S022, setting a distributed computing environment by combining the distributed computing framework and the distributed storage framework, wherein any computing node in the distributed computing framework corresponds to a storage node in the distributed storage framework.

The distributed computing environment is set up in step S022 to combine the selected distributed computing framework with the distributed storage framework to create an environment suitable for distributed computing. In the distributed computing environment, computing nodes may be connected to storage nodes through a network and communicate with a distributed storage framework through corresponding protocols and interfaces. In this way, the computing node is able to obtain historical sample data from the storage node for use in model training and evaluation. Specifically, the setting operation mainly includes operations such as cluster configuration, node connection, data distribution and sharing.

In an alternative embodiment, please refer to fig. 2, fig. 2 is a schematic diagram of a computing framework in a distributed computing environment according to an embodiment of the present invention.
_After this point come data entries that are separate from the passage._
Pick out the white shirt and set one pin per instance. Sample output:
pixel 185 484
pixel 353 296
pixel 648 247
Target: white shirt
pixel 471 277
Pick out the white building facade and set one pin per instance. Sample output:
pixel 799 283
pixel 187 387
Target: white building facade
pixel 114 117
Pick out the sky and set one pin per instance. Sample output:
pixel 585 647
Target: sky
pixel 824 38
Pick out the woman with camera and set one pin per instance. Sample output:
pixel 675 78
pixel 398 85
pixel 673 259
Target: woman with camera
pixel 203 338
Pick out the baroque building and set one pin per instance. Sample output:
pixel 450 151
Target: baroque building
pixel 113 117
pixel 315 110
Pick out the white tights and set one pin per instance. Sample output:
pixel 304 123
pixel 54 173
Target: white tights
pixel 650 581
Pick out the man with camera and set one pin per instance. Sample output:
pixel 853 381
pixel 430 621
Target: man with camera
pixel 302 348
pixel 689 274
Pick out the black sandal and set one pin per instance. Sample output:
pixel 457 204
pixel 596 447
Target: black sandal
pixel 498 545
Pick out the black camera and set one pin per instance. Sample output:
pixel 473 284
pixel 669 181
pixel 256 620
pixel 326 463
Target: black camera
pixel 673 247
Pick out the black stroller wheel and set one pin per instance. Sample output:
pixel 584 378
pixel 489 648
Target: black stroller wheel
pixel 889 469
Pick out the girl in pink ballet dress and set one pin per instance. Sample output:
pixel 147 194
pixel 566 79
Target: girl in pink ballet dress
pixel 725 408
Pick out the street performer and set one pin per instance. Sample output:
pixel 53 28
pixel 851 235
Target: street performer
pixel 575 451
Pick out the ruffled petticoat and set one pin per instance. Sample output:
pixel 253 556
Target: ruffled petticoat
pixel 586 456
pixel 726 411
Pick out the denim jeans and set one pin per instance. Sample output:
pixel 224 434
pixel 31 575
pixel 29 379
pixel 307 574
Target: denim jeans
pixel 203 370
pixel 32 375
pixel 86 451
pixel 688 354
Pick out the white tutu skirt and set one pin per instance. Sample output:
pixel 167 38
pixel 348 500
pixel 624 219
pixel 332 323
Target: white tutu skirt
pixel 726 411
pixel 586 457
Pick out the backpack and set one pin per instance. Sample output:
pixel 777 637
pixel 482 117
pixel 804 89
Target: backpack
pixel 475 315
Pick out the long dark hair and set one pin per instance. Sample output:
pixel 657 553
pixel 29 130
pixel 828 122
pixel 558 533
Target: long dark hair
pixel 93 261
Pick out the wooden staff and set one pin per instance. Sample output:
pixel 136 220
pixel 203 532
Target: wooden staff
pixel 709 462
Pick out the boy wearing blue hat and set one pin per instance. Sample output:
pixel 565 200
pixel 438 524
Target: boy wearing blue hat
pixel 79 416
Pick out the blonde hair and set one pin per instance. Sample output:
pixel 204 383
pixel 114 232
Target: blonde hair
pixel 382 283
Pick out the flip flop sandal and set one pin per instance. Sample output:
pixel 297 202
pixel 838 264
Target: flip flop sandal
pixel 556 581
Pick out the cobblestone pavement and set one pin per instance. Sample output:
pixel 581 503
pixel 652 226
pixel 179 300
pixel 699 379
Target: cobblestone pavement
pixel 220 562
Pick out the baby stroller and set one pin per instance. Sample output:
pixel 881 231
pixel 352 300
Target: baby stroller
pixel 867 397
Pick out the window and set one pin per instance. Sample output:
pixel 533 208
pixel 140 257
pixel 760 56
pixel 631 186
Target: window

The setting up a distributed computing environment in combination with the distributed computing framework and the distributed storage framework described in step S022 includes the steps of:

S0221, correspondingly configuring a computing node for the storage node of any one of the historical sample data subsets.

As shown in fig. 2, the history sample distributed storage framework for storing history sample data includes a plurality of storage nodes (storage nodes 11, 12, …, and 1K), each storage node includes a plurality of history sample data (i.e., each storage node stores a corresponding subset of history sample data), each storage node corresponds to a computing node, and any two computing nodes are independent of each other.

S0222, all the storage nodes of any sample data subset to be evaluated are connected with the storage nodes corresponding to all the historical sample data subsets, so that data between the two storage nodes connected with each other is shared.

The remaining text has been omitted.